Forget the textbook definitions of economic recession. It suffices to settle for general business slowdown, higher unemployment, lower individual and company earnings, and with these, the quality of life and social traumas that arise during such national contractions.
The fears are more than national; they are global in scope, as an economic force field gathers strength from different points.
The August 7 edition of Bloomberg -summed up matters in a tight headline: “World economy edges closer to recession as trade fears spread.” Chief among the rising concerns is that “The escalating trade war between the U.S. and China is nudging the world economy toward its first recession in a decade.” According to Bloomberg, there are increasing investor demands that “politicians and central bankers act fast to change course.”
The US President keeps pressuring the Federal Reserve on interest rates, and just as openly, looks for a weaker dollar.
In the U.S. alone, the recession risk is “much higher than it needs to be and much higher than it was two months ago,” Lawrence Summers, a former U.S. Treasury secretary and a White House economic adviser during the last downturn, told Bloomberg Television.
“You can often play with fire and not have anything untoward happen, but if you do it too much you eventually get burned.”
The article shared that “Summers still sees a less than 50/50 chance that the U.S. enters a recession in the next 12 months. Investors are much more bearish: A closely watched segment of the yield curve, the difference between 10-year and three-month notes, inverted the most since 2007, indicating bets on protracted weakness.”

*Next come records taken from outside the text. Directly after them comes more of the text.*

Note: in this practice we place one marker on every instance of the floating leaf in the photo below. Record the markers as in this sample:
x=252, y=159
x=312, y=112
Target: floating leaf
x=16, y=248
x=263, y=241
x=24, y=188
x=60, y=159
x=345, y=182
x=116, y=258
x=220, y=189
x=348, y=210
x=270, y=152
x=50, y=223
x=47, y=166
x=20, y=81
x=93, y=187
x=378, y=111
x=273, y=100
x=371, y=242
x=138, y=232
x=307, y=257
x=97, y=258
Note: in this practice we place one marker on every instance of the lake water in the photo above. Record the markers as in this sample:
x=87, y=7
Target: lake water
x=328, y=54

And as the US economy goes, so does the rest of the world, in a more competitive, more globalized world.
Bloomberg noted, also, that “Morgan Stanley economists predict that if the U.S. puts 25% tariffs on all Chinese imports for four to six months and the country hits back, a global economic contraction is likely within three quarters. The tensions also extend beyond the U.S and China to include Japan and South Korea as well as Britain’s future relationship with the European Union. It is bad news in significant spots; big, influential spots.”
From New Zealand to Thailand to India, Central Banks rush to lower interest rates in efforts to stave off recessionary fears. It’s as if there is a concerted response to the call for interest rate action to stave off pending crises.

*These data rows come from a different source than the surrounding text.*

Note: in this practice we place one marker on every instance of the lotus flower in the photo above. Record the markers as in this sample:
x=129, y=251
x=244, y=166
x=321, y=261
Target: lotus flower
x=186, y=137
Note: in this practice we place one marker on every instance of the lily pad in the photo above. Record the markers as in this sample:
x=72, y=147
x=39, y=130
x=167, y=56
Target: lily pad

To compound matters, the Russians are distancing from the US dollar, and the Chinese allowed its yuan to plummet, with more of the same alleged manipulation to follow. An added complication is the U.S. Treasury’s decision this week to label China a currency manipulator after China allowed the yuan to weaken past 7 against the dollar for the first time since 2008.
“With no end in sight, there are significant downside risks to our forecasts for U.S. and global growth,” Bank of America Corp. economists warned clients this week. “If the trade war escalates — this could include a more explicit currency war — uncertainty would be considerably higher and financial conditions much tighter.” As always, a lot depends on consumer and corporate confidence.
Meanwhile, the British grapple with Brexit with no clear path finalized. And the Straits of Hormuz remain subject to the spark that could unleash the unthinkable and the strangling.
There is a gathering storm: trade wars, fears of wars, routs in the major market indexes, negative bond yield territory, and the stampede towards time-favored recession safe harbors are all ominous signs. With gold whipsawing in the $1500 per oz. range worries over a global slowdown multiply.
Still, Guyana fiddles along consumed by its power priorities. Warning indicators take a distant backseat. There are more important things in the domestic world that shove those out of consideration; things like politics, who will have the power, and who will control the money. The world doesn’t turn here.